How ordinary does the above image of this church seem to you? Apart from the fact that it is quite small, you would say it looks perfectly ordinary. This structure which has looked perfectly plain (so far) is located in the open spaces of the rural region of Borgloon, Limburg in Belgium. The interesting part however is its name. This church is known as “Reading between the Lines”. You could either ask why or you could take a look at the following image and clear that doubt of yours anyway.


Marvellous! Isn’t it? This structure was built in such a manner that when viewed from different angles it gives different levels of visibility to the viewer by partially or totally blending in with the landscape. For the very same reason, it is more commonly known as “The See Through Church” and even “The Invisible Church”.


The church provides a different look to it from every angle.
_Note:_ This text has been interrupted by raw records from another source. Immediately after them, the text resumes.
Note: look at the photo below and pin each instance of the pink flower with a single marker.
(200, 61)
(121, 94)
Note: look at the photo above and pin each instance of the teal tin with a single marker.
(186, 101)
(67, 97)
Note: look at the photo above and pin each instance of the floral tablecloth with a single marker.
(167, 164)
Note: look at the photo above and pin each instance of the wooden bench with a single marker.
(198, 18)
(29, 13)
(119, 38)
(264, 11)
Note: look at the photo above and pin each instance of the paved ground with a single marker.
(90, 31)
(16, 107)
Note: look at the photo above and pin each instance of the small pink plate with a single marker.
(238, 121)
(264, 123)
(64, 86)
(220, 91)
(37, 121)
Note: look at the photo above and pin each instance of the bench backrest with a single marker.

With such uniqueness to it, it is unlike any other church in this whole wide world. The genius behind its design is Gijs Van Vaerenbergh, which is a partnership of Pieterjan Gijs and Arnout van Vaerenbergh, two skilled young artists. Constructed entirely out of steel, while it is just about 10 metres in height it weighs about 30 tonnes.
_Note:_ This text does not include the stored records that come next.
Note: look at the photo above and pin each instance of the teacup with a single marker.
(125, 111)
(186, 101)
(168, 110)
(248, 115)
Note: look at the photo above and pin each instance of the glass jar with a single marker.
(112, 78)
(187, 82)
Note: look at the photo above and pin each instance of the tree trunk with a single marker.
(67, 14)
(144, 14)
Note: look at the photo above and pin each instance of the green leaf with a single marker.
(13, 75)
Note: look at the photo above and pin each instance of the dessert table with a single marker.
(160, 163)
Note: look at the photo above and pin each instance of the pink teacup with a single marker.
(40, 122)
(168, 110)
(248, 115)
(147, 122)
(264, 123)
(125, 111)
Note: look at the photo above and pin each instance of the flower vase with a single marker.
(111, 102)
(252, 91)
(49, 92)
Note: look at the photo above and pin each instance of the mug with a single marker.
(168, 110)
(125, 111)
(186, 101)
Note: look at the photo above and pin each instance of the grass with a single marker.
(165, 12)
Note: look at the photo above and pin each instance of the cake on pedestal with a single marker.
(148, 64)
A lateral view of the church makes it appear to be entirely see through.


On the other hand, a straight distant view makes it appear to be much more dense.




All round the year spectators from around the world come to the village to look at this cleverly crafted artwork and experience the visual illusion for themselves.

The motive behind the creation of the church with its design as such was to have a structure which is both tangible for all to know of its presence, and at the same time is also visually absent to show how it blends with its background. A placard near the church reads the following (translated to English).

“Thanks to this special construction, the landscape is always visible through the church, at a distance and close up. This means the church is always present, but also absent in the landscape.”